Die Entwicklung betrifft den Angaben zufolge Diagnosen von frühkindlichem Autismus, atypischem Autismus und dem Asperger-Syndrom. Eine ähnliche zeitliche Entwicklung sei bei Erwachsenen zu beobachten.
Die steigenden Fallzahlen ambulanter und stationärer ASS-Diagnosen reflektierten aber nicht zwingend eine Zunahme von ASS-Ersterkrankungen, heißt es in der Antwort weiter. Als wesentlich für die zunehmenden ASS-Diagnosen sei der Zusammenhang mit einem gesteigerten Problembewusstsein anzusehen.

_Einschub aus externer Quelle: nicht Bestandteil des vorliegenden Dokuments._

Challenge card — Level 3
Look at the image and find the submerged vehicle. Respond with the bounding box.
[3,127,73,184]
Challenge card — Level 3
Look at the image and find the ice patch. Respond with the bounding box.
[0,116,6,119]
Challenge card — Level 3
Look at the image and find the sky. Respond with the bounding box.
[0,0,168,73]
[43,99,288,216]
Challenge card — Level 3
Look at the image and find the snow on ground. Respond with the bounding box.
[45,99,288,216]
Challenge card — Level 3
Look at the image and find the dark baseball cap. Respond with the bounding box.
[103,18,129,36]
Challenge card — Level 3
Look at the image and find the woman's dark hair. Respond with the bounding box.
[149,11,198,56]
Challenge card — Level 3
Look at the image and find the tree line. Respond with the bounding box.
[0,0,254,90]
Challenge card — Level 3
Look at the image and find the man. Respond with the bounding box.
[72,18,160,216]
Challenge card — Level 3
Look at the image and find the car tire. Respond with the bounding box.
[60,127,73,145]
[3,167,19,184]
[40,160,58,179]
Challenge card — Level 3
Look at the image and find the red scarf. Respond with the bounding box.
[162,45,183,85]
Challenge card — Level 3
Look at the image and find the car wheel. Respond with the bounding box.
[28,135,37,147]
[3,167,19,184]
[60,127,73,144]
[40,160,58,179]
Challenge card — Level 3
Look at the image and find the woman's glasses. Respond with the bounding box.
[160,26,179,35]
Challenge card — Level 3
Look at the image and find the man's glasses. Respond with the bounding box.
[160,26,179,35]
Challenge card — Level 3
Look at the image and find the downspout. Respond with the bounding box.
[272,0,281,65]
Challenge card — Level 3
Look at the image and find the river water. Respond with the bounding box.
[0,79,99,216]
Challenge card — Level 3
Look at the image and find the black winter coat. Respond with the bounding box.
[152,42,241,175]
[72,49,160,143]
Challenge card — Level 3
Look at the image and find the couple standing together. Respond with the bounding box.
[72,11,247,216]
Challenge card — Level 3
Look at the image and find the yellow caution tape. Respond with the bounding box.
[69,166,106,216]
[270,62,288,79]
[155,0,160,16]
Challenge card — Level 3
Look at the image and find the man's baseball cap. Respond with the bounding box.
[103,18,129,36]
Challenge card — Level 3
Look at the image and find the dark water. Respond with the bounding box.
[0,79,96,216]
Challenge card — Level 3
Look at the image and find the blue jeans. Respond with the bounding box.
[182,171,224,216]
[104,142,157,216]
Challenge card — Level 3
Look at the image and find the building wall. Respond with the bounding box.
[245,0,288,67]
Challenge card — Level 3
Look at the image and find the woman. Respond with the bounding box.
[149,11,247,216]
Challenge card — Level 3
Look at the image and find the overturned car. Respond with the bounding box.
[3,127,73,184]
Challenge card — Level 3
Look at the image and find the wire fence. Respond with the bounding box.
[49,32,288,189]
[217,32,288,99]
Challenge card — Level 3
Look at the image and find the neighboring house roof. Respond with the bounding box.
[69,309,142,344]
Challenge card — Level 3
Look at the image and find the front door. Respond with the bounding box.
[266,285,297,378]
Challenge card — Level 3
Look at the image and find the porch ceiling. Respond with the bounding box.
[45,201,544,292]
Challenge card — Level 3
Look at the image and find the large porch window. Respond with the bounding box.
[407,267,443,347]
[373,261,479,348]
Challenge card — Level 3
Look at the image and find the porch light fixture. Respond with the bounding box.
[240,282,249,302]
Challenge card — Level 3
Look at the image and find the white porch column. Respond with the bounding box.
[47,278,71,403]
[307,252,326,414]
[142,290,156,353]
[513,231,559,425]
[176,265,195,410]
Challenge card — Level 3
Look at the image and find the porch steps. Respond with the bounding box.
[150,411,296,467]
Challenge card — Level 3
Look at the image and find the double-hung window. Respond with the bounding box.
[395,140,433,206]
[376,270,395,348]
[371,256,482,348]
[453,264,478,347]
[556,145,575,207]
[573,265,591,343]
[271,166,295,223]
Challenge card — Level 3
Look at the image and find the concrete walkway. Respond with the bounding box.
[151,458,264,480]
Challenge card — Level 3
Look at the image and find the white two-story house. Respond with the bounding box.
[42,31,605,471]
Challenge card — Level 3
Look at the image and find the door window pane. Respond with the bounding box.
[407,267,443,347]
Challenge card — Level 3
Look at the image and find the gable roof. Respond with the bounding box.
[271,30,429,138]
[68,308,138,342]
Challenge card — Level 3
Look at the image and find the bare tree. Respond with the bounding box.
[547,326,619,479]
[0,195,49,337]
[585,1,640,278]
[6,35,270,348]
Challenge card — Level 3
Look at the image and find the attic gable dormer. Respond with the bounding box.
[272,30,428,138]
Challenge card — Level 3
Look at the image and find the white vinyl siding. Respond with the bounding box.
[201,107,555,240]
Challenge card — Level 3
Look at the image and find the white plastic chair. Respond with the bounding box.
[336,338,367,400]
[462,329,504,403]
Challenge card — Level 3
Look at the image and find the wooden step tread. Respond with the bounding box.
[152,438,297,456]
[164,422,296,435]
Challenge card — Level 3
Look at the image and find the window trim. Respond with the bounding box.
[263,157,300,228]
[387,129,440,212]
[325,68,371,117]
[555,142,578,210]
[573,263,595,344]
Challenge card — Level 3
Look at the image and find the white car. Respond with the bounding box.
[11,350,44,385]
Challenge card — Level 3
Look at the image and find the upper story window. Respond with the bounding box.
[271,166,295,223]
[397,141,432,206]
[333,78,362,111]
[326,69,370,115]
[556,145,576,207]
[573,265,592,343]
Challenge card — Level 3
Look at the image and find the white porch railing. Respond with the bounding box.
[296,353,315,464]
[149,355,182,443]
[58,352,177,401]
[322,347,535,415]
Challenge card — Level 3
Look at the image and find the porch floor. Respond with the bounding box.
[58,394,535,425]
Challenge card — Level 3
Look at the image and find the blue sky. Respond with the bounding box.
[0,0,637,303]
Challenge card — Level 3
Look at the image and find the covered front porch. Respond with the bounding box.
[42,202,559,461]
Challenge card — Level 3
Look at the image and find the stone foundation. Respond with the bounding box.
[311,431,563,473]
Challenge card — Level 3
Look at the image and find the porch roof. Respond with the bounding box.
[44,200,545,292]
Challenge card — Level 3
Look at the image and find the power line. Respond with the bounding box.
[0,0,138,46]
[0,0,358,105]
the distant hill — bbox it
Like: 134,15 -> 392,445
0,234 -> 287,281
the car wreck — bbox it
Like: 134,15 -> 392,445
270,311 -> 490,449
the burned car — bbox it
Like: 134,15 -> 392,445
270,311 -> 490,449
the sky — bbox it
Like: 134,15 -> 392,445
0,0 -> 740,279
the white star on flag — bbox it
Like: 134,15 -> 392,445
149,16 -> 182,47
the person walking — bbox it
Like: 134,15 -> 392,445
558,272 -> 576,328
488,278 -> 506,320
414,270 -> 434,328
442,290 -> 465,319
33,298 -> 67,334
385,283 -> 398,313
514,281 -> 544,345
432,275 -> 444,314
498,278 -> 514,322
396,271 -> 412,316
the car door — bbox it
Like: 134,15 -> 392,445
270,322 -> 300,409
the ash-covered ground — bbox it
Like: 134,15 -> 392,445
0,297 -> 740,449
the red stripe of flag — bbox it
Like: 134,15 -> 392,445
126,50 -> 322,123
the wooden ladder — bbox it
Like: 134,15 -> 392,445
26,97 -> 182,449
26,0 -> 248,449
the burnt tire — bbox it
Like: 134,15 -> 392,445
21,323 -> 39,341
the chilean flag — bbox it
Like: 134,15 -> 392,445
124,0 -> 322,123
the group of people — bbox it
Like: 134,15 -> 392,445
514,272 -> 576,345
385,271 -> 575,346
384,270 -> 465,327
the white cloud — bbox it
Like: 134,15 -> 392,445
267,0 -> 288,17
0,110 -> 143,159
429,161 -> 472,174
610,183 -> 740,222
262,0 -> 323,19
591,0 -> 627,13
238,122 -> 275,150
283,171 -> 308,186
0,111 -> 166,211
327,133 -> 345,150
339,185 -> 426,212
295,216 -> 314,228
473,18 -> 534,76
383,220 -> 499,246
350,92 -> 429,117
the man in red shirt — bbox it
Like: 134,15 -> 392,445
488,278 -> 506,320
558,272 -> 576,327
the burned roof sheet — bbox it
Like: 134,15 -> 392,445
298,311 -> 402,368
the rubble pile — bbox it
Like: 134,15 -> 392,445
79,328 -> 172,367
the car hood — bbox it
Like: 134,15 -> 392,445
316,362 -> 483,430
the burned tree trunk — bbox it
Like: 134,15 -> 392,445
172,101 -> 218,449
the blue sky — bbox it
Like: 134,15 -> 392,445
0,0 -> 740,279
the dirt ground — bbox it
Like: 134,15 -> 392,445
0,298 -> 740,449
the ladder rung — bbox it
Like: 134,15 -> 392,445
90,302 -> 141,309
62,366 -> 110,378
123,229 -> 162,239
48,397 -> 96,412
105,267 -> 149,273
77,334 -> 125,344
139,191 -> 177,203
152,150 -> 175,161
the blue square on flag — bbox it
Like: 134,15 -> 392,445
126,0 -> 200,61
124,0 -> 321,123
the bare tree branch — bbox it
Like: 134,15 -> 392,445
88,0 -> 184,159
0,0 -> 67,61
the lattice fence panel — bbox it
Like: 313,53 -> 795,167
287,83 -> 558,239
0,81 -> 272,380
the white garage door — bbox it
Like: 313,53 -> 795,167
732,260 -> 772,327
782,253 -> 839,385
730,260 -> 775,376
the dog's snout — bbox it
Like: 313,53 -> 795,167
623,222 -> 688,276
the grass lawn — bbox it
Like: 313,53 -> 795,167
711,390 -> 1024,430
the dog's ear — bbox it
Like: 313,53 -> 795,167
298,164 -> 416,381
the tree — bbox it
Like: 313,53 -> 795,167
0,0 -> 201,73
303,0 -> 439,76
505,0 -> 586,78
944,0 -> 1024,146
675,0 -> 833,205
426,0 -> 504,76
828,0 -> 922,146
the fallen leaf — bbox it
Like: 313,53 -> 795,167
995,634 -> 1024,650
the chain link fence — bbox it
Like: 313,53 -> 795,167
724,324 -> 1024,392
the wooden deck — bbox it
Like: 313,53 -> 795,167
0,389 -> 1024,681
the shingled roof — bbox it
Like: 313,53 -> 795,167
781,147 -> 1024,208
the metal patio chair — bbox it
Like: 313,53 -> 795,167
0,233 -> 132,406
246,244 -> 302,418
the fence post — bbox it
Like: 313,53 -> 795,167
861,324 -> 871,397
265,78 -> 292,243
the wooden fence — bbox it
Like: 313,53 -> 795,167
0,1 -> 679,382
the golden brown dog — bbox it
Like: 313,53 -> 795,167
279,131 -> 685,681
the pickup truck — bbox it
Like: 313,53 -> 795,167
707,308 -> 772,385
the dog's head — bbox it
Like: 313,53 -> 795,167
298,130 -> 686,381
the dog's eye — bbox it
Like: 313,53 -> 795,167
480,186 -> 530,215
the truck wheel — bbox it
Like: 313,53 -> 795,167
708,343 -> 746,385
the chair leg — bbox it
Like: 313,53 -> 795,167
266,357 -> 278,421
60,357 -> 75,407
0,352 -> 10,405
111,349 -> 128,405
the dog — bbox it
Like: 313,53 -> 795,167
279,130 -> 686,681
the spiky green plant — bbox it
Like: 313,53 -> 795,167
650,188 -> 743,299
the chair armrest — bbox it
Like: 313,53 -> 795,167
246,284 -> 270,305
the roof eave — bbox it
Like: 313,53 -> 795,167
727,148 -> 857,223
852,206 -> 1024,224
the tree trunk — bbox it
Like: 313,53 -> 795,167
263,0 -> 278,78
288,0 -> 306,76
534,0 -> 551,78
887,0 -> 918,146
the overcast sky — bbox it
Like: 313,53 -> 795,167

Zusammenhänge zwischen umweltbedingten Einflüssen und Schwermetallen mit ASS seien bislang nicht gesichert bei insgesamt begrenzter Evidenz. Zusammenhänge zwischen Impfnebenwirkungen und ASS seien eindeutig widerlegt. Zusammenhänge mit mangelnder diagnostischer und medizinischer Infrastruktur seien nicht belegt.
Weitere diskutierte Faktoren umfassen den Angaben zufolge vor allem genetische Einflüsse sowie verschiedene pränatale und perinatale Risikofaktoren (Beispielsweise Assoziationen zwischen höherem Elternalter, Frühgeburtlichkeit, mütterlichen Erkrankungen und Einnahme von Antidepressiva).